Muriel Giansily-Blaizot; Jean-François Schved


Pediatr Health. 2010;4(2):209-217. 

In This Article

Future Perspective

Future perspectives should focus on three major issues: improving the early diagnosis of RBDs, searching for clinical or biological markers that are capable of predicting any bleeding risk and developing specific therapies where they are not currently available.

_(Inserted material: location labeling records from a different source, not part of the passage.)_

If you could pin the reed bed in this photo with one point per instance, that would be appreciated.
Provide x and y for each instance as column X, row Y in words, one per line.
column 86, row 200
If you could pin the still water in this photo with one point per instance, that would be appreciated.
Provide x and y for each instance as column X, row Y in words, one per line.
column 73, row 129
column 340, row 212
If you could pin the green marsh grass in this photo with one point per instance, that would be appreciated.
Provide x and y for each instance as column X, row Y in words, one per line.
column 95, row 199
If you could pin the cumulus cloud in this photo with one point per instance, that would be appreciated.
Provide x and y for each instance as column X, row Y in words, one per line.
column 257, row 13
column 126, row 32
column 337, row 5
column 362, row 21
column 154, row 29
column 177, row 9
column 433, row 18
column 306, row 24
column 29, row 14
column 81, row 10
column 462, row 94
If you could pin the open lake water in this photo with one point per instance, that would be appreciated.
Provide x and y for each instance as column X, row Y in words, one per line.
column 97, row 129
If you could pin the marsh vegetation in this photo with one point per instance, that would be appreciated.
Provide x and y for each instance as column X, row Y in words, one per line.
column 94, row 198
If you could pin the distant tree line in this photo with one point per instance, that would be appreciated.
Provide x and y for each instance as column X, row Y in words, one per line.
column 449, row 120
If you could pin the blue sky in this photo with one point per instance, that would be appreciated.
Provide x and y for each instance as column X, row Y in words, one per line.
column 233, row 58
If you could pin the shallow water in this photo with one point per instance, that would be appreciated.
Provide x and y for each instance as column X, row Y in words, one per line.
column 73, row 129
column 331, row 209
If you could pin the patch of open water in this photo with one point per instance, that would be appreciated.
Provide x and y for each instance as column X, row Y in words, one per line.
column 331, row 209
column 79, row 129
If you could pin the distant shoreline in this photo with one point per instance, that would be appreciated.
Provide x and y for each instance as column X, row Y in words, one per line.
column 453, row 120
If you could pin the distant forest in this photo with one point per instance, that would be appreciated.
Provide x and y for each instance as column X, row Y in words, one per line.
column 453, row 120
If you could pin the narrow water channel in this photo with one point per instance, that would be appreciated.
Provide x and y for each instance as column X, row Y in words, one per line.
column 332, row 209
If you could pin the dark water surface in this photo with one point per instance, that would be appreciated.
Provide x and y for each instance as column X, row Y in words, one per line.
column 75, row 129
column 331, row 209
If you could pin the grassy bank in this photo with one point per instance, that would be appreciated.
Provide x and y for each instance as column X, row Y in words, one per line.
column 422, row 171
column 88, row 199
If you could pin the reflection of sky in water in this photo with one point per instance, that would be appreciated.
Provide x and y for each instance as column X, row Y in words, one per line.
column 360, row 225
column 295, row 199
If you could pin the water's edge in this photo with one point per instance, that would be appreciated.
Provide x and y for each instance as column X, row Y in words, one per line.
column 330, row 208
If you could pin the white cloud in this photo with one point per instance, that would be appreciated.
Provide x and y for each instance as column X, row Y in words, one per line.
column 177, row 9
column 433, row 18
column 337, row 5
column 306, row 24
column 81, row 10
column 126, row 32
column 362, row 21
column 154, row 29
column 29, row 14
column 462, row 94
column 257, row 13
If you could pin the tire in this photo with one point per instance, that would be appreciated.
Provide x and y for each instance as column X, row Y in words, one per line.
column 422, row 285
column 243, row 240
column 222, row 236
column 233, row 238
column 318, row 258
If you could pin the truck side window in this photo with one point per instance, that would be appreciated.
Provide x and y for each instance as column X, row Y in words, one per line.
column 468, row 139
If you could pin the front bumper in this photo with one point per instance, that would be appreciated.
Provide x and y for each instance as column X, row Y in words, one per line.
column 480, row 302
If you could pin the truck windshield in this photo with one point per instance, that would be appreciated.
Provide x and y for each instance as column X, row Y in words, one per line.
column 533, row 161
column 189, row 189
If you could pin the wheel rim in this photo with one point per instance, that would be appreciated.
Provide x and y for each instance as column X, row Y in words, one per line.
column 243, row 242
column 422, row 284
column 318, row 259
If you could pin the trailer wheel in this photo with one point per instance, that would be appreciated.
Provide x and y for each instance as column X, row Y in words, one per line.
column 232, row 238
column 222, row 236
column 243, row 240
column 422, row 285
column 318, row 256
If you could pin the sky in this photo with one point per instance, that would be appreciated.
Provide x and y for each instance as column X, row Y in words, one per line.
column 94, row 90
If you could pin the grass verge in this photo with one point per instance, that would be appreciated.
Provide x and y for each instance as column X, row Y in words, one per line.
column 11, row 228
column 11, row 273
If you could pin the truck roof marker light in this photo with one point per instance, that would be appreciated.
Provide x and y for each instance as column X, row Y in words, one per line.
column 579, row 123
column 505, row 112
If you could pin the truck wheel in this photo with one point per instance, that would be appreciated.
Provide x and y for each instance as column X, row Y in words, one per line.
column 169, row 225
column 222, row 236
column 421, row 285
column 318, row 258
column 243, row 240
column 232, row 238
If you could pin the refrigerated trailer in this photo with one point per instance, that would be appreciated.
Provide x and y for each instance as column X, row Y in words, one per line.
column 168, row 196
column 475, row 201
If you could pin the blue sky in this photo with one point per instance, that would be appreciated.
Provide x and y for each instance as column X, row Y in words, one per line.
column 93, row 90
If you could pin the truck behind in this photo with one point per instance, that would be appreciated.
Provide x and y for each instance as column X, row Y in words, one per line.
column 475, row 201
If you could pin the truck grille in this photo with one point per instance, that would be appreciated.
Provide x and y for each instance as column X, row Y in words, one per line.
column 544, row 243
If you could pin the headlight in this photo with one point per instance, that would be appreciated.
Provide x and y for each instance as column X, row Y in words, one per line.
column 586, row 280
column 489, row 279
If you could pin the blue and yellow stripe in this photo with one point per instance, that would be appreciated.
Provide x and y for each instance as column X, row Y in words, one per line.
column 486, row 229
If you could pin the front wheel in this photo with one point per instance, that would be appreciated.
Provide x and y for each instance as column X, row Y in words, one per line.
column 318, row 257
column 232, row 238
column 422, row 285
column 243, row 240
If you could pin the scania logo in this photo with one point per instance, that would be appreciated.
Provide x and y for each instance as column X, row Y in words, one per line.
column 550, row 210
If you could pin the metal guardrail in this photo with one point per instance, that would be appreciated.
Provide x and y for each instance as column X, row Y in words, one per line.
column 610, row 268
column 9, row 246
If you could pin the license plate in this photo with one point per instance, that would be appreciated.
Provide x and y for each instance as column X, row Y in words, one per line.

First, pediatric-specific bleeding scores could be of great interest for both the screening of RBDs and the evaluation of bleeding risk prior to surgery. Many efforts have been made to develop quantitative scoring systems; these systems have recently undergone pediatric-specific modifications and are currently being evaluated in large multicentric studies (reviewed in [28]). However, bleeding histories are subjective and sometimes difficult to obtain since a child may not have undergone any hemostatic challenge at the time of examination. Therefore, other biological parameters such as the thrombin generation time should also be tested to predict the bleeding risk in children. Second, while improving the treatment of RBDs represents a difficult challenge, urgent efforts should be focused on developing a concentrate to treat patients who are affected by FV deficiency or the combined FV plus FVIII deficiencies. Currently, no FV concentrate exists and FV is only available through FFP. However, unfortunately, numerous countries do not have access to virus-inactivated FFP. Finally, the major issue surrounding RBDs is the lack of information available in the literature, with data being from short series or isolated clinical cases. The constitution of international molecular and therapeutic registries, such as the International Rare Bleeding Disorders Database,[101] should provide better access to information regarding the frequency of clinical manifestations and the relationships between genotypes and phenotypes, and may eventually help to regroup experts in the field with a view to forming consensual therapeutic measures.